Isn't that the subtext? IMO 70%+ seems really really high, especially for larger firms which, by definition, provide a massive amount of leverage to senior leaderships' decision-making.
It’s interesting to do the calculation for one’s own work.
It’s obviously going to be flawed unless it’s a very basic job. The peripheral costs are the devil. Eg: Stationary, payroll costs, uniform, software licences, swipe cards, coffee, water, rent.
However mine is an awful lot higher than the CEOs (as a percentage, not in dollars).
I don't think the peripheral costs are even the bulk of it. The real value of the company is problem selection, brand recognition, coordination, hiring, and elimination of non-value add problems (e.g. an early stage CEO spends a huge amount of their time managing government registrations, which is later managed elsewhere in the company but not by 99.999% of employees)
Yeah as far as product (people that do/make the thing being sold) is concerned, marketing/sales is a cost center and they should be making most of the money, since they're providing the actual value. As far as marketing/sales is concerned, the product is fungible and is a cost center, and they should be making most of the money since they're the only thing differentiating their org from competitors and making actual money come in. As far as accounting is concerned, the company doesn't make any money until they actually invoice and chase down and collect invoices, and if they don't pay invoices neither marketing nor product will have the infrastructure they need to do their job.
Without HR/hiring, the other departments don't exist since they all need to be staffed. Without management, nobody knows what to do. Without facilities/IT/building manager, nobody has internet or water or desks or chairs.
And so on and so forth. Everyone is essential, and everyone also has an overinflated idea of their own importance and an underinflated idea of the importance of others.
It’s not just “seen as a bad deal by the company” - a business can’t give 100% of the value back to the employee because it has this pesky thing called “profits” it has to worry about :)
That’s exactly the point you’re replying to.
> Companies are not going to pay you 100% of your value
Tell us more…
If at your ceramics firm, you make and sell a mug with a ten dollar margin, if you then require ten dollars of wages for that time, then why did the company bother putting the capital at risk?

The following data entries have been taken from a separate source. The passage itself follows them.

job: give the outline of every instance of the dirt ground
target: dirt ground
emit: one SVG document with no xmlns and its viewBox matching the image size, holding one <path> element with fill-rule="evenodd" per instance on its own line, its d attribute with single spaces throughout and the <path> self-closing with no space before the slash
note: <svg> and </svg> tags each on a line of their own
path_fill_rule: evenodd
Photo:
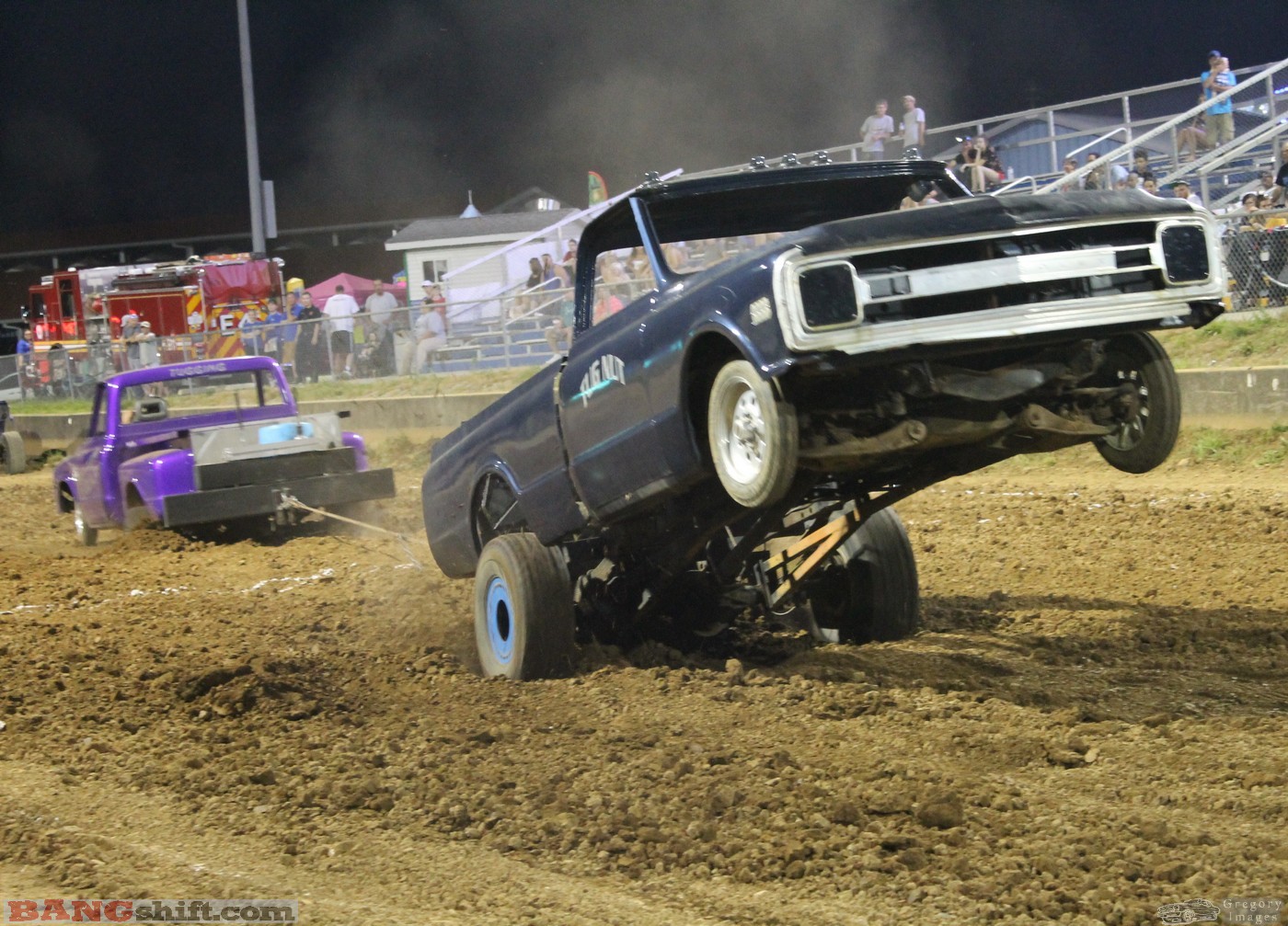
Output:
<svg viewBox="0 0 1288 926">
<path fill-rule="evenodd" d="M 469 671 L 412 469 L 406 549 L 79 549 L 48 469 L 0 477 L 0 889 L 465 926 L 1288 898 L 1288 468 L 1060 460 L 900 505 L 914 639 L 757 625 L 528 684 Z"/>
</svg>

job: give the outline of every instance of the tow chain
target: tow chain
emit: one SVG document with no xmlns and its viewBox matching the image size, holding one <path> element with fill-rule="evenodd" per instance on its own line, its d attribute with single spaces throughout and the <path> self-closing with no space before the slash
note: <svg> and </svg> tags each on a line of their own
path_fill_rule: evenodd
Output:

Not sure if I'm missing a facetious tone
By "value" this means a function of the stock value that is lost when a CEO dies.
Original report:
https://www.jstor.org/stable/24550350
Direct link to pdf h/t @chao-:
http://www.kaspermeisnernielsen.com/WDT_MS.pdf
Whoever can measure accurately how much value a CEO brings to their firm deserves a Nobel Prize.
Because it requires the invention of new techniques for measuring infinitesimally small quantities? (Sorry)
Mathematicians have your back.
Or if we're talking about long term impacts to society:Time to automate them with AI and dramatically boost profits!
Just like how WAymo is building the single best AI brain at driving, we need the same for CEOs. One CEO mind to run it all!
https://www.anthropic.com/research/project-vend-1
doubt
Yeah this is the sort of thing I'd want to read the primary studies of, and they'd better be rigorous. I doubt they are.
CEOs: the real victims of capitalism.
Can down voters explain?
The article states that workers take home a higher portion of the value they create.